Total global assets of the largest 500 reached $52.3 trillion at year-end 2013, a 12% rise from the year earlier, according to data from the latest Pensions & Investments money manager survey. Global institutional assets under management among the top 500 money managers reached $35.18 trillion as of Dec. 31, up 9% from 2012.
Strong equity markets, low volatility and an increased appetite from institutional investors for target-date funds and infrastructure assets, as well as a desire to diversify portfolios, drove AUM growth among the largest U.S. money managers in 2013.
“Equities had a home-run year,” said Zainul Ali, director and head of manager research, Americas, at Towers Watson & Co., Toronto, in a phone interview. “And when you combine that with low or managed volatility, it's not surprising that AUM increased.”
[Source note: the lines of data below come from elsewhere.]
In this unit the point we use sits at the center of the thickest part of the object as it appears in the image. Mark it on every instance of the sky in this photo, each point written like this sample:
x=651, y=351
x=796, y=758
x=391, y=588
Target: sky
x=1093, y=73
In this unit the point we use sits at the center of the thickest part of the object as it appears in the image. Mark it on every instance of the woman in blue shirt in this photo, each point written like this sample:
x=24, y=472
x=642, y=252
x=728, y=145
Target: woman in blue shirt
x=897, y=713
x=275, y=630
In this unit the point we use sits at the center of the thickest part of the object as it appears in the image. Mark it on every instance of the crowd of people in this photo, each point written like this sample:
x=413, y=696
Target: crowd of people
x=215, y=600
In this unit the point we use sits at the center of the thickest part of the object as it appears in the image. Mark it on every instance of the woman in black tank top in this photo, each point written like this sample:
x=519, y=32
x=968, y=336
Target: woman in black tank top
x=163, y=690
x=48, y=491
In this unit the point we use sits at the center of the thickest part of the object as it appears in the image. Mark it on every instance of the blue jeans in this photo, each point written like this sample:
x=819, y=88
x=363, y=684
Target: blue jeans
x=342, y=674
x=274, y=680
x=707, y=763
Mr. Ali added that, aside from bonds, most asset classes “did really well” in 2013.
“It was a good year for beta. And you're seeing flows in fixed income,” said Benjamin F. Phillips, a partner at Casey, Quirk & Associates LLC, Darien, Conn. “A lot of this is a story about beta.”
Equity market returns were strong in 2013. The MSCI All-Country World index returned 27.4% for the year; the MSCI Europe Australasia Far East index returned 22.8% and the Russell 3000 rose 33% for the year. Fixed-income returns were not so helpful. The Barclays U.S. Aggregate Bond index returned -2% for the year and the Citi World Government Bond index return was -4.6%.